Women harbor a fat-stigma even though their family and closest friends may not judge them as "fat," according to findings by Arizona State University social scientists. Those research results, published Aug. 17 in the journal Social Science & Medicine, have scientists questioning the weight of messages from sources outside one's social networks, especially those in mass media marketing.

"We found that women generally missed the mark when estimating what their friends and family thought about their weight," said Daniel J. Hruschka, an ASU cultural anthropologist and co-author of the study. "Women were a bit more attuned to the views of close friends and family, but even then, they generally perceived the judgments of others inaccurately."

For this study, the ASU researchers interviewed 112 women aged 18-45 living in Phoenix, Arizona, and 823 others in their family and social networks. The focus was to understand how and why fat-stigma is distributed in the context of everyday interactions and relationships, and test some key ideas about how perceptions of stigma are amplified or mitigated by women's relationships in the framework of their social networks.

Lead author of the study, Alexandra Brewis, a biological anthropologist and director of ASU's Center for Global Health, noted that while obesity is a major medical and public health challenge, the stigma attached to it also creates suffering and needs to be examined. According to the ASU findings, urging family and friends to be less judgmental may be of little assistance in alleviating the stigma.

"Fat is understood culturally to represent profound personal failing and the attendant moral messages attached to it include laziness, lack of self-control, and being undesirable or even repulsive," the authors wrote. "So powerful and salient are these anti-fact messages that some Americans say they would rather die years sooner or be completely blind than be thought of as obese."

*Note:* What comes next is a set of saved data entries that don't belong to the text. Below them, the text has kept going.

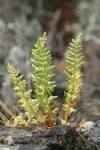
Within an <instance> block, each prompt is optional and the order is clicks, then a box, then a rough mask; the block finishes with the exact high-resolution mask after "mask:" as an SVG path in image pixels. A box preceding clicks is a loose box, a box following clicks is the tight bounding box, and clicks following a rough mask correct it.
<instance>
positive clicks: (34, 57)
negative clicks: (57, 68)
mask: <svg viewBox="0 0 100 150" xmlns="http://www.w3.org/2000/svg"><path fill="white" fill-rule="evenodd" d="M45 43H46V34H45V33H44V35H43V37H42V38H39V39H38V41H37V44H36V45H35V49H33V50H32V55H33V58H32V59H31V61H32V66H33V69H34V75H33V76H32V79H33V83H34V86H35V93H36V96H37V99H38V101H39V106H40V109H41V110H42V112H43V113H44V114H46V113H48V112H50V111H51V110H50V104H51V103H52V102H53V101H54V100H55V98H56V96H52V92H53V90H54V88H55V86H56V84H55V81H52V78H53V77H54V74H52V71H53V68H54V66H51V60H52V57H51V54H50V51H47V48H45Z"/></svg>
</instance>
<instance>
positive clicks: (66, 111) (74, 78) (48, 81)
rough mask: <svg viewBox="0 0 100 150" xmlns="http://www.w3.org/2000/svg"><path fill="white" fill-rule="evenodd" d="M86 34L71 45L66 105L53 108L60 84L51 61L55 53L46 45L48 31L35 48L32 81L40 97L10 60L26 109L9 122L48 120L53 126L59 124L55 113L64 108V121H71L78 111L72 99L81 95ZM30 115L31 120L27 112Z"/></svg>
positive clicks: (6, 124) (70, 48)
mask: <svg viewBox="0 0 100 150" xmlns="http://www.w3.org/2000/svg"><path fill="white" fill-rule="evenodd" d="M81 38H82V35H79V36H78V37H77V39H76V40H72V43H71V44H70V46H69V48H68V51H67V52H68V56H67V58H66V62H67V67H66V70H65V75H66V80H67V83H66V92H65V101H64V104H63V107H62V106H61V107H60V108H59V109H58V108H55V109H53V110H52V109H51V104H52V103H53V102H54V100H55V98H56V97H57V96H53V95H52V92H53V91H54V88H55V86H56V84H55V81H53V80H52V79H53V77H54V74H53V73H52V72H53V68H54V66H52V65H51V61H52V57H51V54H50V51H48V50H47V48H46V47H45V43H46V33H44V34H43V37H40V38H39V39H38V41H37V43H36V44H35V49H33V50H32V58H31V62H32V67H33V74H32V81H33V84H34V88H35V94H36V99H32V98H31V92H32V89H31V90H29V91H27V86H26V83H27V82H26V80H23V75H20V74H19V71H17V69H16V68H15V67H14V66H13V65H10V64H8V66H7V69H8V72H9V75H10V79H11V82H12V83H13V85H14V90H15V91H16V94H15V95H16V96H17V97H18V98H19V100H18V103H19V106H20V107H21V108H22V109H23V110H24V112H23V113H20V114H19V115H18V116H13V117H12V119H13V120H12V121H9V120H8V121H7V122H6V123H5V124H6V125H12V126H18V125H24V126H27V125H31V124H44V125H46V126H49V127H52V126H53V125H55V124H56V123H55V121H54V119H53V117H55V116H57V117H58V114H59V112H60V111H61V108H63V110H64V111H65V118H64V119H61V124H64V125H67V124H68V123H69V122H68V119H69V116H70V115H71V113H73V112H74V111H75V109H74V108H73V107H72V103H73V102H74V101H75V100H76V99H77V97H78V96H79V91H80V87H81V85H82V84H80V83H79V80H80V79H81V76H82V74H81V72H80V68H81V67H82V65H83V63H84V62H83V53H82V46H81ZM24 115H25V116H26V117H27V120H25V119H24V118H23V116H24Z"/></svg>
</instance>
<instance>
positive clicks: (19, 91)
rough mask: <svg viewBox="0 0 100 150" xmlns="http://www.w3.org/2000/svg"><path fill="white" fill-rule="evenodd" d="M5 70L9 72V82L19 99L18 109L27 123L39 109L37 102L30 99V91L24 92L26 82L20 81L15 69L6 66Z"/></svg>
mask: <svg viewBox="0 0 100 150" xmlns="http://www.w3.org/2000/svg"><path fill="white" fill-rule="evenodd" d="M7 70H8V72H9V75H10V79H11V82H12V83H13V85H14V90H15V91H16V94H15V95H16V96H17V97H18V98H19V100H18V103H19V104H20V107H21V108H22V109H23V110H24V111H25V114H26V116H27V118H28V122H29V121H31V120H32V119H33V118H34V117H35V115H36V112H37V111H38V109H39V105H38V101H37V100H34V99H32V98H31V92H32V89H31V90H29V91H27V90H26V84H27V82H26V80H22V78H23V75H21V76H20V75H19V71H17V69H16V68H15V67H14V66H12V65H10V64H8V66H7ZM15 118H16V117H15ZM18 118H20V116H17V118H16V119H17V121H18ZM16 119H15V120H16ZM21 120H22V115H21Z"/></svg>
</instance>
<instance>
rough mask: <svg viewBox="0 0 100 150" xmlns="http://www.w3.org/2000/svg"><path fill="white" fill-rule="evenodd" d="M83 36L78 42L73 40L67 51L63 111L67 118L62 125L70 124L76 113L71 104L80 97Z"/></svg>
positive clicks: (72, 40)
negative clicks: (64, 96) (70, 116)
mask: <svg viewBox="0 0 100 150" xmlns="http://www.w3.org/2000/svg"><path fill="white" fill-rule="evenodd" d="M81 39H82V34H80V35H79V36H78V37H77V39H76V40H72V43H70V46H69V48H68V50H67V54H68V56H67V58H66V62H67V67H66V70H65V72H64V73H65V75H66V80H67V83H66V92H65V97H66V98H65V103H64V104H63V109H64V111H65V118H64V120H62V124H68V118H69V115H70V114H71V113H73V112H74V111H75V109H74V108H73V107H71V104H72V103H73V102H74V101H75V100H77V98H78V96H79V90H80V87H81V86H82V83H79V80H80V78H81V77H82V74H81V72H80V69H81V67H82V65H83V63H84V62H83V57H84V56H83V53H82V45H81Z"/></svg>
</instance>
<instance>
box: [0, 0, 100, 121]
mask: <svg viewBox="0 0 100 150" xmlns="http://www.w3.org/2000/svg"><path fill="white" fill-rule="evenodd" d="M44 31H45V32H47V37H48V41H47V46H48V49H49V50H50V51H51V54H52V57H53V62H52V63H53V64H55V69H54V73H55V74H56V76H55V80H56V83H57V87H56V89H55V92H54V94H55V95H58V97H59V98H58V100H59V101H60V102H61V101H62V99H63V95H64V90H65V77H64V74H63V71H64V69H65V66H66V63H65V56H66V51H67V48H68V45H69V42H71V39H72V38H74V37H76V36H77V35H79V34H80V33H81V32H82V33H83V39H82V44H83V52H84V55H85V65H84V67H83V68H82V72H83V73H84V78H83V82H84V85H83V87H82V90H81V97H80V101H79V102H78V103H77V106H76V107H77V109H78V117H80V116H81V115H82V114H83V115H84V116H82V117H85V118H86V119H91V118H92V119H97V118H98V117H99V118H100V0H0V99H2V100H3V101H4V103H5V104H6V105H7V106H10V108H11V107H13V106H14V104H16V101H17V99H16V98H15V97H14V95H13V93H14V91H13V87H12V85H11V84H10V82H9V76H8V72H7V63H8V62H9V63H11V64H13V65H15V66H16V67H17V68H18V69H19V70H20V73H21V74H24V75H25V79H26V80H27V82H28V87H27V88H28V89H30V88H32V83H31V73H30V72H32V68H31V64H30V57H31V49H32V48H34V44H35V43H36V41H37V39H38V37H39V36H42V34H43V32H44Z"/></svg>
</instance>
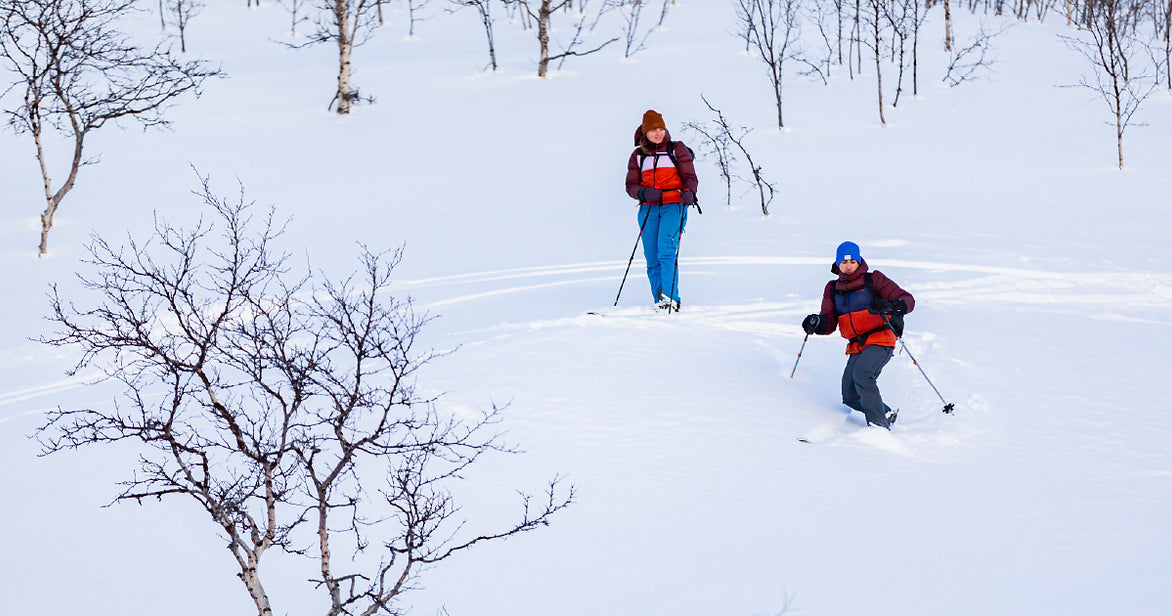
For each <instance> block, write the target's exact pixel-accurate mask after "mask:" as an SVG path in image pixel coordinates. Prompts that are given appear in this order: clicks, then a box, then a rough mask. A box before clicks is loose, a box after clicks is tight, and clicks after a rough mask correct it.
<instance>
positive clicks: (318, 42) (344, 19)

"The question this leaves us with is: 'If it isn't the opinions of friends and family that make us feel so bad about being overweight, then what does?' What seems most likely is that media and pop cultural messages are so pervasive and powerful that even the most loving support of those closest to us provides only limited protection against them," said Brewis, who also is a professor and executive director of the School of Human Evolution and Social Change in ASU's College of Liberal Arts and Sciences.

The findings are published in an article titled "Vulnerability to fat-stigma in women's everyday relationships." In addition to Brewis and Hruschka, the third author is Amber Wutich. Hruschka and Wutich are assistant professors in ASU's School of Human Evolution and Social Change. Some 40 ASU undergraduate global health students assisted with parts of the study.